Afin de vous épargner de fastidieuses lectures, voici l’essentiel des marronniers déjà parus ou à venir pour que vous puissiez briller en société.

Lors d'Espagne-Italie le 10 juin 2012 à Gdansk, REUTERS/Juan Medina
Lors d'Espagne-Italie le 10 juin 2012 à Gdansk, REUTERS/Juan Medina

Temps de lecture: 6 minutes

L’actualité est un éternel recommencement. Ceci est particulièrement vrai pour les compétitions sportives. Rien ne ressemble plus à un tournoi de foot qu’un autre tournoi de foot. On change juste les couleurs, le folklore et le panorama. Sinon tous les deux ans, les même articles reviennent. Afin de vous épargner de fastidieuses lectures, voici l’essentiel des marronniers déjà parus ou à venir pour que vous puissiez briller en société.

La polémique sur le ballon de la compétition

Marketing oblige, Adidas crée pour chaque compétition un ballon officiel. Cette année, c’est le Tango 12. Jusque-là, rien de bien méchant, surtout qu’il ne peut pas être plus moche que le ballon rose de la Ligue 1. Cela fera un bon sujet pour Telefoot, au plus près des gardiens de l’équipe de France, sur le modèle de ce reportage à Monaco:

Mais comme d’habitude, les gardiens ne seront pas totalement satisfaits par le ce nouvel outil de travail. Ils le trouveront trop flottant, aux trajectoires changeantes et avantageux pour les attaquants.

Pour le moment, le ballon n’a pas encore fait scandale. C’est peut-être parce que Gianluigi Buffon, le champion de la polémique, n’est pas encore tout à fait rentré dans son Euro. Le gardien transalpin avait qualifié le ballon de la Coupe du monde 2002 de «ridicule ballon pour gosse». Celui de l’Euro 2004 était, selon lui, encore pire avec «ses effets bizarres et ses réactions inattendues». Enfin le ballon de la dernière Coupe du monde était jugé «honteux et inadapté» par le portier, et Fabien Barthez avait qualifié le Jabulani de «ballon de plage». A cette époque, Franck Lampard avait même dit: «On peut marquer de n’importe où sur le terrain, ou presque.» Oui Francky, encore faut-il que l’arbitre voie le ballon rentrer...

L’Euro est une compétition plus relevée que la Coupe du monde

Voilà de quoi mettre du baume au coeur de tous les pro-européens malmenés en cette période de crise.
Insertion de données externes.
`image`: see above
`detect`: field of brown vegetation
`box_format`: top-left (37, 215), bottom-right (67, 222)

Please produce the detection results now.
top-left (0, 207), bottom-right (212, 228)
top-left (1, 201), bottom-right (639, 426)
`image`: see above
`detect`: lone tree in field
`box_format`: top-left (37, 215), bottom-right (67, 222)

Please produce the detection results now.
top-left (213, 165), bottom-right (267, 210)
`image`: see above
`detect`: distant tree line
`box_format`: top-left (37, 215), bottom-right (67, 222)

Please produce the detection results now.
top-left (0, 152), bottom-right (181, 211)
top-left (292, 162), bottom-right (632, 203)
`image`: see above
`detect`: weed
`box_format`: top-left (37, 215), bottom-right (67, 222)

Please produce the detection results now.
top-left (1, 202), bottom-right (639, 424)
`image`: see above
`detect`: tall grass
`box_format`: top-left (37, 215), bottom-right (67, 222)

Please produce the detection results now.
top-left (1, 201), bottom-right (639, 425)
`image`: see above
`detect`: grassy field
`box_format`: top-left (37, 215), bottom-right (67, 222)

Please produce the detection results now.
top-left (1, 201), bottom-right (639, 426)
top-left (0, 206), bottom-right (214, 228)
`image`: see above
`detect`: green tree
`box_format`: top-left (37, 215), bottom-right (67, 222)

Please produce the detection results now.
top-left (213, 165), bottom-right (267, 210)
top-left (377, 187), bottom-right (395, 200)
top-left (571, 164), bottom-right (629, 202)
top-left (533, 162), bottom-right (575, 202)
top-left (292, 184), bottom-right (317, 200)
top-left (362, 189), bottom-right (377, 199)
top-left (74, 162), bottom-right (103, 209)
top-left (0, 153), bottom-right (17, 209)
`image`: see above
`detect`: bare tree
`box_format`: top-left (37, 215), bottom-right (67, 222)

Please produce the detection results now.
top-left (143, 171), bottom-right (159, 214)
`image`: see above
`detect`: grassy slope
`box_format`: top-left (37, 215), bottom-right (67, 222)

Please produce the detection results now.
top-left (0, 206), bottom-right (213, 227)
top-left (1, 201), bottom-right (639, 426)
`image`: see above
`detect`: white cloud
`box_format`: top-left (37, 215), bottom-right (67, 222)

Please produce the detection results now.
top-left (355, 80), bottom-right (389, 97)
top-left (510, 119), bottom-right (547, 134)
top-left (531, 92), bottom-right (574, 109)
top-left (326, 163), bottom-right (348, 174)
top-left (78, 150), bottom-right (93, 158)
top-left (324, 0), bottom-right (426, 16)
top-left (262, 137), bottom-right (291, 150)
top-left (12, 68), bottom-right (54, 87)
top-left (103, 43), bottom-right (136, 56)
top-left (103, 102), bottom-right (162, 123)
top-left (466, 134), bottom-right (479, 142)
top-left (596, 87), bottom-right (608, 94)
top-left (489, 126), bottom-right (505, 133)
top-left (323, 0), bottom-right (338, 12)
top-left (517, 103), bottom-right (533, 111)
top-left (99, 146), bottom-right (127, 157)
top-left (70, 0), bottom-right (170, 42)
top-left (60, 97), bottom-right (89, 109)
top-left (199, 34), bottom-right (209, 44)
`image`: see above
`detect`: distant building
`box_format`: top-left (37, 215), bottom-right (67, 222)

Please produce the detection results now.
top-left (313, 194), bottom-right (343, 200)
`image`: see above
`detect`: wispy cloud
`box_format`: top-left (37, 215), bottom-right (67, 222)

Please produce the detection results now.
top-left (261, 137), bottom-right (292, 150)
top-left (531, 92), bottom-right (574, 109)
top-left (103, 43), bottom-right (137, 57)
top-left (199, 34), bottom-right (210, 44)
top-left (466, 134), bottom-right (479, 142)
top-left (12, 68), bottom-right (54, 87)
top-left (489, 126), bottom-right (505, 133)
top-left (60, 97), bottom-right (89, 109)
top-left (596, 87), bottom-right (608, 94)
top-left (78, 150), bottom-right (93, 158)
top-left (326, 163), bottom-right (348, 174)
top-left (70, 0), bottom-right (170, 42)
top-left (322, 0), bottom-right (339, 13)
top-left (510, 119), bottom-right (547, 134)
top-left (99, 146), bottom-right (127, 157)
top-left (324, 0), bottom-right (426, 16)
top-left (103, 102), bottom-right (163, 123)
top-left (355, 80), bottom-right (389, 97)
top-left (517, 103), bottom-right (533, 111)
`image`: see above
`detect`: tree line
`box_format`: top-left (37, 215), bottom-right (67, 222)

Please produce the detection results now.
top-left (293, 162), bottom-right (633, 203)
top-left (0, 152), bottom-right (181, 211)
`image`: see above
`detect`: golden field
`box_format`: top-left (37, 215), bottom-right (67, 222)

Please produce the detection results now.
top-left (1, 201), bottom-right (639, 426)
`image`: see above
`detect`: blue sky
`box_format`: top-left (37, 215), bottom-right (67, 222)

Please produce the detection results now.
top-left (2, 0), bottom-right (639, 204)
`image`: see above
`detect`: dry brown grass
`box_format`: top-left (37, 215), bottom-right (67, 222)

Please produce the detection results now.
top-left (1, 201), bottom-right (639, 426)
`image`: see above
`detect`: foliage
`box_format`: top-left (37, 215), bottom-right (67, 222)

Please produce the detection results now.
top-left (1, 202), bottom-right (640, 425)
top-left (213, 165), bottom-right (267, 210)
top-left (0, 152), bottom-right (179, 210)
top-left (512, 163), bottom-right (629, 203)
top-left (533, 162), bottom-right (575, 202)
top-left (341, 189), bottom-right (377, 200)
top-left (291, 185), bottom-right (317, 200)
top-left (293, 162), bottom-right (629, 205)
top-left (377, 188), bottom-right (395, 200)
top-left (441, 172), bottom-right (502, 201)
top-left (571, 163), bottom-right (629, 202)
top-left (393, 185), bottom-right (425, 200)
Le football est né sur le Vieux continent (ou presque). En toute logique, les meilleures équipes du monde sont européennes. D’ailleurs trois des quatre derniers demi-finalistes de la Coupe du monde sont européens!

Débarrassée des faibles –mais sympathiques–  équipes asiatiques et africaines, la compétition n’en est que plus intéressante. Les groupes sont plus resserrés. Dès les premier tour l’Allemagne, le Portugal ou les Pays-Bas sera éliminé. N’en déplaise aux grincheux, ça a plus de gueule qu’une poule France, Uruguay, Mexique, Afrique du Sud. Les dirigeants sont tellement fiers d’offrir une compétition dense, intense, pleine de suspens et de spectacle que, dès la prochaine édition, on passera à 24 équipes contre 16 aujourd’hui, histoire d’être sûr de diluer ce spectacle trop plaisant. Une chance pour les Iles Féroé.
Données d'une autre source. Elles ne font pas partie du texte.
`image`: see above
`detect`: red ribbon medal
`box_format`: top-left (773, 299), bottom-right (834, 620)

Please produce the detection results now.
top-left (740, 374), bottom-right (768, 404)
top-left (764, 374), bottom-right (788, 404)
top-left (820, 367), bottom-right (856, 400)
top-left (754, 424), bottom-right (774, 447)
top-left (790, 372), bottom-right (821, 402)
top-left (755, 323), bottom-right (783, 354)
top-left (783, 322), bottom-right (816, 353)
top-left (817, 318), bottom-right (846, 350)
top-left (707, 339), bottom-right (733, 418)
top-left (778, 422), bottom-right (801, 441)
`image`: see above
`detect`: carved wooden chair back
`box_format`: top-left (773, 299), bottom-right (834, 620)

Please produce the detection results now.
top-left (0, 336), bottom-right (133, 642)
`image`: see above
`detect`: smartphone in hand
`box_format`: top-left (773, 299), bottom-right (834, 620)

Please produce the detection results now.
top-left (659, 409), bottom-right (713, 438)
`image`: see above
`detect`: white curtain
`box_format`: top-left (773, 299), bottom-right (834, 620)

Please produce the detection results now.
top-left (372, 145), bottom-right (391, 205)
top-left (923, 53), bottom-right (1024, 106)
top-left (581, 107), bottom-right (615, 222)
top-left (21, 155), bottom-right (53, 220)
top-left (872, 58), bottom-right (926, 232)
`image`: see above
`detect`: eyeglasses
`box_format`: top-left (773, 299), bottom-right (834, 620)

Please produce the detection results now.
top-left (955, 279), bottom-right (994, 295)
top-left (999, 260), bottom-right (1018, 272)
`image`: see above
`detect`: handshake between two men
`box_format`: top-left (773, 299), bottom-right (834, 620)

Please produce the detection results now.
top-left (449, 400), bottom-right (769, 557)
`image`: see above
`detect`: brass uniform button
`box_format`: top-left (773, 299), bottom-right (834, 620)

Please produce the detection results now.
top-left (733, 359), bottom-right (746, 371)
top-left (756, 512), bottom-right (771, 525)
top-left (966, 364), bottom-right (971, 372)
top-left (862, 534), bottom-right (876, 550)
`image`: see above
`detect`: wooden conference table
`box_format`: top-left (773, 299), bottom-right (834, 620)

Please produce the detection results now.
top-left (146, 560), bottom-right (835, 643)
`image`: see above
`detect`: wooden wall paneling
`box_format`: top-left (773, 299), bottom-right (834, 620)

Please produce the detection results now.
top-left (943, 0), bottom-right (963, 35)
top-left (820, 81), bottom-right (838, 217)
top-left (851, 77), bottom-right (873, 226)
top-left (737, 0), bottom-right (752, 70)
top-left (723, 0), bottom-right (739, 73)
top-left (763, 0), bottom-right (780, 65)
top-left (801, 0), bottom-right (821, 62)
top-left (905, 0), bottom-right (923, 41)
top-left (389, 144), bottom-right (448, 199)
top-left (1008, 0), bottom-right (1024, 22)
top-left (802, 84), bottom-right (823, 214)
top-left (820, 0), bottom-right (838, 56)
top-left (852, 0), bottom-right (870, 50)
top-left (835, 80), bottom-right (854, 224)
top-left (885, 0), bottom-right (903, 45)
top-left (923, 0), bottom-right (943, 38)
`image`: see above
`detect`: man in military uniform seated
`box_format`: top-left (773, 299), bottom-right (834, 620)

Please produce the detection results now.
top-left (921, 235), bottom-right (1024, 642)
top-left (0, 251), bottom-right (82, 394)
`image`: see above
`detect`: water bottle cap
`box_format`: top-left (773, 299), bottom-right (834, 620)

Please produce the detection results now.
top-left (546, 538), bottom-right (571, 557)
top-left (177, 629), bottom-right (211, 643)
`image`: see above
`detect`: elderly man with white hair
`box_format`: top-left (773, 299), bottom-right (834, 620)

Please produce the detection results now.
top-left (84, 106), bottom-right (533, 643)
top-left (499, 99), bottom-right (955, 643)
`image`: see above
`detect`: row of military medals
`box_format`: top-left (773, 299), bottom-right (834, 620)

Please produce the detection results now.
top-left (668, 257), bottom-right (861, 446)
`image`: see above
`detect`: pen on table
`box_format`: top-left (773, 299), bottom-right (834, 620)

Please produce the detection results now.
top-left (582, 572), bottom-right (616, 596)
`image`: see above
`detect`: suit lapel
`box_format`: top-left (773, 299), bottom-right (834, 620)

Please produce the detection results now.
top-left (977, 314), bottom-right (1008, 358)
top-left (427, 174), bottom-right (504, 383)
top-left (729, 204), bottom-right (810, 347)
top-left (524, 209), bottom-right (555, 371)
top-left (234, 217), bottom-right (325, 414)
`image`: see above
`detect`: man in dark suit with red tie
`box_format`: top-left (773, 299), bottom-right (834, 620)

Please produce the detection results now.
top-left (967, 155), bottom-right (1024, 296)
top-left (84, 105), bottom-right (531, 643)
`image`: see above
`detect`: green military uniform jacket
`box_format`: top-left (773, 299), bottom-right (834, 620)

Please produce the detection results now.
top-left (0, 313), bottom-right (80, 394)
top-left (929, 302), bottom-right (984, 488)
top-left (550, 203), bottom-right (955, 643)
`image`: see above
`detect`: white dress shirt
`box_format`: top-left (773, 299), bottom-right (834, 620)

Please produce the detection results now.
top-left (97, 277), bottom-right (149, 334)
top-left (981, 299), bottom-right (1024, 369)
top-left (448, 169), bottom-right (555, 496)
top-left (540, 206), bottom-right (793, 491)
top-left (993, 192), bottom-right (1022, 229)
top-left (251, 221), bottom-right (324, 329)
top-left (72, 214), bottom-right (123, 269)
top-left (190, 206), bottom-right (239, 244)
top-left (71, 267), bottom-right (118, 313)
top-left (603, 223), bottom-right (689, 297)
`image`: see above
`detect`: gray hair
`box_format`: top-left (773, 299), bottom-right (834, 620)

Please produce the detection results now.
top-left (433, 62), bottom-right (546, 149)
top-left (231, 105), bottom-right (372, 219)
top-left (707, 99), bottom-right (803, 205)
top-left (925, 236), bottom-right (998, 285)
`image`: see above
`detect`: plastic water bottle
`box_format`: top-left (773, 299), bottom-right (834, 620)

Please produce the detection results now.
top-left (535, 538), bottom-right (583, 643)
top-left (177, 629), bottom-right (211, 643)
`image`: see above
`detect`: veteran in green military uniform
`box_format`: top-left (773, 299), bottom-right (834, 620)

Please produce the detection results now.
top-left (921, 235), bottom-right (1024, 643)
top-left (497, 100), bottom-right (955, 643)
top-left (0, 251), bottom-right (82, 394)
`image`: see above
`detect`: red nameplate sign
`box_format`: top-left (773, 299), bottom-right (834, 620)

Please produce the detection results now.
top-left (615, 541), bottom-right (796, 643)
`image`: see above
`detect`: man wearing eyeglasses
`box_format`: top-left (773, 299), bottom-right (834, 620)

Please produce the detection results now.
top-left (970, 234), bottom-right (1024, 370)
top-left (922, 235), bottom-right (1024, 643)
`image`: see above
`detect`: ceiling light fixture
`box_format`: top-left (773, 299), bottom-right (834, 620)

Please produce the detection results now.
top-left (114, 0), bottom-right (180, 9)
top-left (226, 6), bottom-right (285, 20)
Les filles de l’Est sont jolies

Une compétition internationale, c’est l’occasion de partir à la découverte d’un pays via le JT de 20 heures. En 2010, le monde entier redécouvrait les bidonvilles sud-africains, et on nous donnait du township à tout va. En 2011, les rubymen français se frottaient à la culture maori. Cet été, les médias nous entraîneront donc vers les particularités culturelles de l’Est, à savoir... euh... la vodka? Non c’est pas assez grand public... Les camps de la mort et les pogroms? Non ça va casser l’ambiance.... Il ne reste plus que les jolies blondes alors.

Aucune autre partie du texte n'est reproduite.